Programming for fun and profit

A blog about software engineering, programming languages and technical tinkering

Sun 03 November 2024

Programmatically set the pixel density (DPI) of a PNG image

Posted by Simon Larsén in Programming   

Earlier this week, I came across a situation where someone wanted a QR code to "have 300 DPI so it looks good when printed". As I don't have much experience with image formats, it took me a while to figure out what the actual request was: to print the QR code on paper at a size of 2-3 cm, with sufficient resolution for even the crappiest of phone cameras to be able to scan it.
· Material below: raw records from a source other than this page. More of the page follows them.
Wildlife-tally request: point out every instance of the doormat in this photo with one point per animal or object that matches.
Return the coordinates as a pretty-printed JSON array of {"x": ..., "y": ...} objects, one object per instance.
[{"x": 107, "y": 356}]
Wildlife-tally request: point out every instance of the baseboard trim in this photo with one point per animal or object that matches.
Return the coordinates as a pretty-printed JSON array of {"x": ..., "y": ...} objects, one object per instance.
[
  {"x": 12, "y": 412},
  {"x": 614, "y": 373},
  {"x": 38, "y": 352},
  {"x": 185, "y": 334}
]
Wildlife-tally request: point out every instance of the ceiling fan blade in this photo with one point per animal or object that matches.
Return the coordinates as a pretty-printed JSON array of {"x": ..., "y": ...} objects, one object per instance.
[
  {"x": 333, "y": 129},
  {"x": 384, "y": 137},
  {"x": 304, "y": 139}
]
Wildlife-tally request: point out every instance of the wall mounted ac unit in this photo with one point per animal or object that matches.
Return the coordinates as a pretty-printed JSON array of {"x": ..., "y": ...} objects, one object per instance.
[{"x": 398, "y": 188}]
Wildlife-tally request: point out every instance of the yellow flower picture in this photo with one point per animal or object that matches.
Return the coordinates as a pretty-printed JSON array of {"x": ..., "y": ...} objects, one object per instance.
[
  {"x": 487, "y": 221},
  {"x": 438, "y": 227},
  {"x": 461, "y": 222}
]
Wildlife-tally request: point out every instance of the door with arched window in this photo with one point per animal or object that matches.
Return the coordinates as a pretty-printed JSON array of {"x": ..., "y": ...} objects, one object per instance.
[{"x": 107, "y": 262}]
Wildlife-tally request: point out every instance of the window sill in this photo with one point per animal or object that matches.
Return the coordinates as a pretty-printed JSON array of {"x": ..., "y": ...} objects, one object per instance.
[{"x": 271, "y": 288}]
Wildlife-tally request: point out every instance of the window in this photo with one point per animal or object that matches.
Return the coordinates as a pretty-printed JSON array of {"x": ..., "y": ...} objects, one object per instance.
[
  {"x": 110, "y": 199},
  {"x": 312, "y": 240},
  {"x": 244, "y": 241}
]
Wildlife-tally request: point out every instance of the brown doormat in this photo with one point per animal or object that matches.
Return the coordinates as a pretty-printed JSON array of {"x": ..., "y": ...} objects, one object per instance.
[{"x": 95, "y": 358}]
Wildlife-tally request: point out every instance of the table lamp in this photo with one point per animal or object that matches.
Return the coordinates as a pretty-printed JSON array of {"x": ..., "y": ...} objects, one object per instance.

The resolution was easily solved as the QR code library supported it, but the size of the image on paper was a different story. I didn't even really know what DPI meant in the context of image metadata. While I knew that I could get the task done in a heartbeat or two if I brought in a third party PNG library, bringing in an entire PNG library just to do a single tiny alteration felt a bit heavy-handed, not to mention that I wouldn't really understand what the library was doing. So I decided to roll my own. And then write an article about how I did it.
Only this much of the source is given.